We performed a detailed phenotyping of 503 IHH patients with: (1) manifestations of hypogonadism with low sex steroid hormone and low/normal gonadotropins; (2) absence of expansive hypothalamic/pituitary lesions or multiple pituitary hormone defects. Cohort was divided on IHH onset (PPO, pre-pubertal onset or AO, adult onset) and olfactory function: PPO-nIHH (n = 275), KS (n = 184), AO-nIHH (n = 36) and AO-doIHH (AO-IHH with defective olfaction, n = 8).

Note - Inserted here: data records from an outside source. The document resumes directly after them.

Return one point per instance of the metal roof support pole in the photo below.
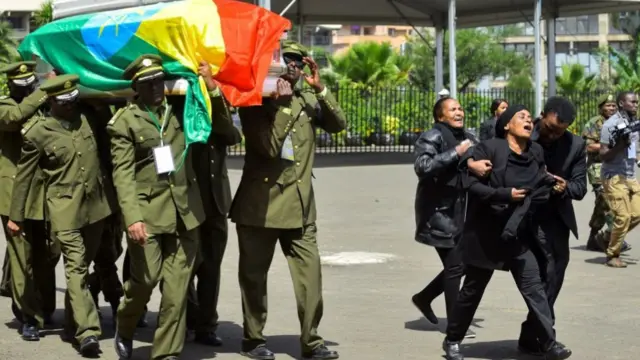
(453, 76)
(537, 54)
(551, 55)
(439, 58)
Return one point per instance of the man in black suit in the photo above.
(565, 157)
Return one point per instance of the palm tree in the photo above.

90% of patients were classified as PPO and 10% as AO. Typical midline and olfactory defects, bimanual synkinesis and familiarity for pubertal delay were also found among the AO-IHH. Mean age at diagnosis was significantly earlier and more frequently associated with congenital hypogonadism stigmata in patients with Kallmann’s syndrome (KS). Synkinesis, renal and male genital tract anomalies were enriched in KS. Overweight/obesity are significantly associated with AO-IHH rather than PPO-IHH.
Patients with KS are more prone to develop a severe and complex phenotype than nIHH. The presence of typical extra-gonadal defects and familiarity for PPO-IHH among the AO-IHH patients indicates a common predisposition with variable clinical expression. Overall, these findings improve the understanding of IHH and may have a positive impact on the management of patients and their families.